Guitarists and bassists, get ready for something completely different! Some of you may remember a product that the fellas over at Korg created called the Kaoss Pad. I first heard of this creation when I was reading an old interview with former Filter guitarist Geno Lenardo. Geno was a visionary to me in the way that he would create sounds on a guitar that sounded totally out of this world. When I was getting into Filter back in the late 90s, it was evident that one of the things that really set that band apart from so many others 90s rock bands, was both Richard's voice and Geno's eclectic guitar style. It was like a DJ that clashed with a guitar that clashed with a keyboard.
Geno did an interview back in 2000 with Korg, that I was actually able to locate in the depths of the internet. You can read it right here: http://i.korg.com/Artist.aspx?artist=13
He goes on to explain the manner in which he uses the Kaoss Pad, the Electribes, and his songwriting and creative process. Geno would use the Korg Kaoss Pad live by attaching it to his mic stand and using his picking hand to manipulate this real-time effects unit while his fretting hand created the notes or chords. The whole signal would go from his guitar to the pad to the amplifier. Geno had the following to say about the Kaoss Pad:
Every once in a while there’s a product that comes out and becomes an instant classic. I think that the KAOSS Pad has something here. It has filters, it has flangers, it has all these weird, wacky effects that change in time instead of being a static thing. I love things that mutate. This thing is like a toy but it’s not. Korg originally made it for DJs, but I’m like, screw it, I’m going to put it through my Marshall JMP1. So I switch into the patch and then send my signal through the pad to my amps.
...I’ve always liked things that you can play with in time. When I told the guys at Korg that I was doing this, they were really excited. It’s a new way of using something that it really wasn’t intended for. I love it. When I first brought it out the rest of the band was like, “What the hell is that? That is cool.” Sometimes when we’re on stage Rich’ll come over and start just messing, using the KAOSS Pad. And they’re really not that pricey either. Sometimes I’ll tip it forward on the mike stand and let (the audience) watch while I’m doing it. They are completely fascinated. I love that.
Now, I have no doubt, like any new thing, this concoction of guitar and electronic wizardry is going to receive its fair share of hate; but in a day and age when so many companies are relying on tradition and stale recipes to sell their products (going with what's safe), it is really so refreshing to see a company like Ibanez pushing the envelope of what a guitar could or should be.
Some of you may remember reading about the nine string guitar that Ibanez just released recently, and this new RGKP6 is no different! In fact, this may be one of those truly outrageous creations that the music world is always ready to have more of!
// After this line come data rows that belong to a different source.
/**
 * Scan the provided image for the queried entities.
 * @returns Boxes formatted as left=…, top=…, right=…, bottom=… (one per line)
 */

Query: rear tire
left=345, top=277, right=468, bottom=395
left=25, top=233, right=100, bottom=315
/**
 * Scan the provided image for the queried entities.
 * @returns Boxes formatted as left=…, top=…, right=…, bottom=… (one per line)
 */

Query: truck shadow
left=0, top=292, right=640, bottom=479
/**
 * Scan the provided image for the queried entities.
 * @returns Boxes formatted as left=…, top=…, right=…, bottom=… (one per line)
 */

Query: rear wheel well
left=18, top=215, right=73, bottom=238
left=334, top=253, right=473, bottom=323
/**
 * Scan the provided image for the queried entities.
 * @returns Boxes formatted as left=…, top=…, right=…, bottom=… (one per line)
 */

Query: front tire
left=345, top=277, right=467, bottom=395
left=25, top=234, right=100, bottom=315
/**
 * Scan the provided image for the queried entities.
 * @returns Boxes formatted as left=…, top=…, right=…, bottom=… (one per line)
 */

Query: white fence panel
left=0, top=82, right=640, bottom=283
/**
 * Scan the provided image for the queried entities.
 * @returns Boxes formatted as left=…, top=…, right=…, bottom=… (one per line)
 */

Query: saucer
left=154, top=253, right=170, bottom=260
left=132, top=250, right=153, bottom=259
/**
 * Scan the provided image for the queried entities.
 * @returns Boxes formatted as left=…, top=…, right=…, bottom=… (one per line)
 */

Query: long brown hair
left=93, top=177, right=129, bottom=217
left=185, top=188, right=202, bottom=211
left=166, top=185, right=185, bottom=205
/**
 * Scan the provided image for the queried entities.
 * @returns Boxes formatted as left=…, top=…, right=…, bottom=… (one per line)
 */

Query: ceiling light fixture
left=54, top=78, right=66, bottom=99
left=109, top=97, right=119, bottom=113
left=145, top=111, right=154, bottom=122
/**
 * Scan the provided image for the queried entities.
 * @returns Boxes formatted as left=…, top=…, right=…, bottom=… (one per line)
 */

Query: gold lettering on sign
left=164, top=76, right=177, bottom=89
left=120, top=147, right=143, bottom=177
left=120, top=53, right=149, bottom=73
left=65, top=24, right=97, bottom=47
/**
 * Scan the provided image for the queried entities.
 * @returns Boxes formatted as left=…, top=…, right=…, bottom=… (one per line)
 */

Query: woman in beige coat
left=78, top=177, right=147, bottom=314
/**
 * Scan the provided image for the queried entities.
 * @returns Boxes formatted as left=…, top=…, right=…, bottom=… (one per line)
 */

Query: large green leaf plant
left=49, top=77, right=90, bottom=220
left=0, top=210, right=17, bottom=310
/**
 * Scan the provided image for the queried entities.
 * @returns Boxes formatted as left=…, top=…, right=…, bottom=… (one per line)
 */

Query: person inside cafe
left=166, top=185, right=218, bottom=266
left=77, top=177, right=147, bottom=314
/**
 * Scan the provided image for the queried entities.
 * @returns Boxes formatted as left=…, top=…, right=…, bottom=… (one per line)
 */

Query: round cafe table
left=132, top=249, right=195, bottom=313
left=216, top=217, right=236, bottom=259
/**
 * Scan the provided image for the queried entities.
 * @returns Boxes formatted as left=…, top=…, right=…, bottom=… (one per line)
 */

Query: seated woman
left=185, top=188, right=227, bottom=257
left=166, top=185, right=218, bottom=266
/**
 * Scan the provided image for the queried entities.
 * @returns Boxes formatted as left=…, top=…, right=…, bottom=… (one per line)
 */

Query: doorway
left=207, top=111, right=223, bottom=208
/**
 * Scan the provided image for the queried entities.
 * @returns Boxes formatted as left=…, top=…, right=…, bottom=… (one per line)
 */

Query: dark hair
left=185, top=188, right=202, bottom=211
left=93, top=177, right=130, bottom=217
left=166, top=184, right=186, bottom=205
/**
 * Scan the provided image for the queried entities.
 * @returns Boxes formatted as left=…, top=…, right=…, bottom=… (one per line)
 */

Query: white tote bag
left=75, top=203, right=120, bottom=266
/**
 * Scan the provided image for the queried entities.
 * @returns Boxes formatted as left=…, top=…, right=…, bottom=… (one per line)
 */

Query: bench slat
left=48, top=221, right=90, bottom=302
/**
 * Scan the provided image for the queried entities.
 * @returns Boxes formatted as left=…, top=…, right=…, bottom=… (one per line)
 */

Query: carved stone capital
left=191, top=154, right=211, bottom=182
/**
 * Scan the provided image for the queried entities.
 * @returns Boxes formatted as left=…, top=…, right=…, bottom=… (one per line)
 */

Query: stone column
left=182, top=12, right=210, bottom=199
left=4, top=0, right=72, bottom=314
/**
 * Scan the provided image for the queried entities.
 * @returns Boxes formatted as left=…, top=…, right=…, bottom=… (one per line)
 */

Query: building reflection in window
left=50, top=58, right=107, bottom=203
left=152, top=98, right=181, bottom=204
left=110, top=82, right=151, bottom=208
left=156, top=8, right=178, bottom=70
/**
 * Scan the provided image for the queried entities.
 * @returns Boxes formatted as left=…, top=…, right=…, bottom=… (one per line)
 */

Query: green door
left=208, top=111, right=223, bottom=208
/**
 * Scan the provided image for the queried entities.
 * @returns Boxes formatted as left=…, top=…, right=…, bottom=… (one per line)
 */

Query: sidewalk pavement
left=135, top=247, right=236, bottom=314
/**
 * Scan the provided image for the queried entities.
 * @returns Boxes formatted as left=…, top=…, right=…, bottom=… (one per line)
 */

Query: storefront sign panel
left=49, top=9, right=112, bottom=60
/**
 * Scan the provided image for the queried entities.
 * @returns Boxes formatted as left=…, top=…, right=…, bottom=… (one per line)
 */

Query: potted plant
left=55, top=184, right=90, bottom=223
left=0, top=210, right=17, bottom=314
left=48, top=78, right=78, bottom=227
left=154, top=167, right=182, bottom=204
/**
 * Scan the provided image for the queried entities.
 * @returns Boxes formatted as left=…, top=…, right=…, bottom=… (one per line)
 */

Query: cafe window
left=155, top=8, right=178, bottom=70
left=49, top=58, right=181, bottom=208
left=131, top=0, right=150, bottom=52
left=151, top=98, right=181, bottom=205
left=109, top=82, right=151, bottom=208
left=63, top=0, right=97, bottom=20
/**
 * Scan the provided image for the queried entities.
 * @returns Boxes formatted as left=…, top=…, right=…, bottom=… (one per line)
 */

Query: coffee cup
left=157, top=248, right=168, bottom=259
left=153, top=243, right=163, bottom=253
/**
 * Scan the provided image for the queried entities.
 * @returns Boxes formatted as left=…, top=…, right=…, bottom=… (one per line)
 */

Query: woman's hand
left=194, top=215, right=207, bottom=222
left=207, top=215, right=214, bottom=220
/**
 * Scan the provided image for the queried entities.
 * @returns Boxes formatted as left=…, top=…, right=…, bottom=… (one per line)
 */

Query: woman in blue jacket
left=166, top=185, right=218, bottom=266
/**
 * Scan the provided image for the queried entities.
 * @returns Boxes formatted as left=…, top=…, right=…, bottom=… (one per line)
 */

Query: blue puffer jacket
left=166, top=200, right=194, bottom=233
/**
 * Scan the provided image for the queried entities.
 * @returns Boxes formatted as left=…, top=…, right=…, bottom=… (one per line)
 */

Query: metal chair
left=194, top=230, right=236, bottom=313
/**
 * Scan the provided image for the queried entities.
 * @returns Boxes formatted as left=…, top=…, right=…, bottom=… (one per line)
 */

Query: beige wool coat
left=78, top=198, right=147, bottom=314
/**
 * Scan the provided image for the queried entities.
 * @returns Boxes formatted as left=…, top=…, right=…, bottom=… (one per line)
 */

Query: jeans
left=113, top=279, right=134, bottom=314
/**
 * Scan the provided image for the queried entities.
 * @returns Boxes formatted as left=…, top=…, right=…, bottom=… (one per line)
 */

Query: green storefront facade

So what the hell do we have in these two new guitars? To build on something Geno may have started back in the day, it would seem a bit cumbersome to use a Kaoss pad mounted in front of you on a mic stand and have to be right near the stand to use it. What if the pad was in the guitar itself? What if the pad travelled with you as you moved on stage? No pedals, no stands, nothing to tie you down. Well Ibanez and Korg have teamed up to create basically
a six string RG guitar....
and a four string SR bass....
....both with Kaoss pads pre-installed into their bodies. Get ready, this is SO not your average guitar.
ibanez has the following to say about these crazy new instruments:
For those looking to weave the dynamic elements of electronic music into their sound Ibanez introduces the RGKP6 Kaoss Guitar and the SRKP4 Bass.
Each instrument includes a built-in/detachable Korg mini kaoss pad 2S that puts 100 effect programs within fingertips distance. Other mini kaoss pad 2S features include a synthesizer, built-in mp3 player and digital recorder. As if that weren't enough, both axes contain a built-in distortion circuit for additional sonic mayhem.
Both instruments feature the ability to function as normal guitars or basses, but they also can incorporate the wacky sounds of the Kaoss Pad, and all of its built in distortion electonica madness. There is a great new demo video showing both instruments at work, so check it out!
Personally, at least in this video, the bass demo takes the cake for me! The tones and effects you can get are straight up raunchy and sound really great with that gritty bass tone. Plus that "vinyl break" sound can really open some doors for low-end effects!
So is this for you? Is this something totally stupid? Is this going to be the lamest guitar product ever? Is this for poser musicians?
What we must remember is that this opens the doors to new avenues of creativity. I am already curious as to what the result would be if Aaron from Intervals were to get his hands on this guitar, or Tom Morello, or who knows?!
I think Geno really put it best, 14 years ago...
That’s a really tough question and a really good question. The best answer I can give you is that there really is no method to the madness. I don’t know how it’s going to happen each time, but having the stuff around gives us more options. What’s exciting to me is that all this technology offers up a way to get a sound that nobody’s ever heard of without buying a $5,000 effects processor. But some of these bands think, oh well, I used the bleep-blop 6000 and that is going to solve all my musical soul searching. It’s not. You still have to write something musically that is satisfying to your ear and heart.